Not only might Chile be able to tap domestic reserves of shale gas, but the shale gas revolution in North America may also alleviate Chile’s energy shortage. Chile has two existing LNG terminals, Mejillones and Quintero27, and, when the forthcoming North American LNG export terminals are operational, cargos of relatively cheap shale gas-turned-LNG could be on their way to supplement Chile’s energy needs.28 Imports of LNG from North America (where the natural gas price is based on the Henry Hub index, instead of being linked to crude oil like it is in much of the world) could decrease gas prices in the Chilean market by 50%.29 It has been reported that GasAtacama is considering “[s]upply contracts of up to 20 years in length with a value in excess of U.S. $1.5 [billion]” with potential U.S. LNG exporters.30 The benefits of U.S. LNG, according to Araneda, include its independence from the international oil price and “the added advantage of having the U.S. as a provider, resolving the problem of security.”31
If Chile is going to continue its economic growth and development, it is going to have to find additional sources of energy.
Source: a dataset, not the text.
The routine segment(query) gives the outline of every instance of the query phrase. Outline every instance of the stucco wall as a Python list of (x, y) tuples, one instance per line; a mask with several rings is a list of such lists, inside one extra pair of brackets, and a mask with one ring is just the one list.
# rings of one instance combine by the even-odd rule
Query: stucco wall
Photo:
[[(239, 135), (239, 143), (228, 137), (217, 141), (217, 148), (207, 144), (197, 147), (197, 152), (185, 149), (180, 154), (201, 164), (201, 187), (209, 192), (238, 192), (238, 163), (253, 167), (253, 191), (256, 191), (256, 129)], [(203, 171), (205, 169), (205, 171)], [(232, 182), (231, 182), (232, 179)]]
Concerns about security of supply, the environment and safety keep Argentine natural gas, coal and nuclear from being serious long-term solutions. Wind and solar may some day make an impact in Chile’s energy mix, but that day has yet to come. Further development of hydroelectric power is likely part of the solution, but, as the opposition to the HidroAysén project demonstrates, hydroelectric power is not without its drawbacks and additional energy sources will be needed to cover Chile’s rapidly growing demand for energy. Shale gas, whether in the form of North American LNG or domestic reserves, will likely play an important role in meeting this demand.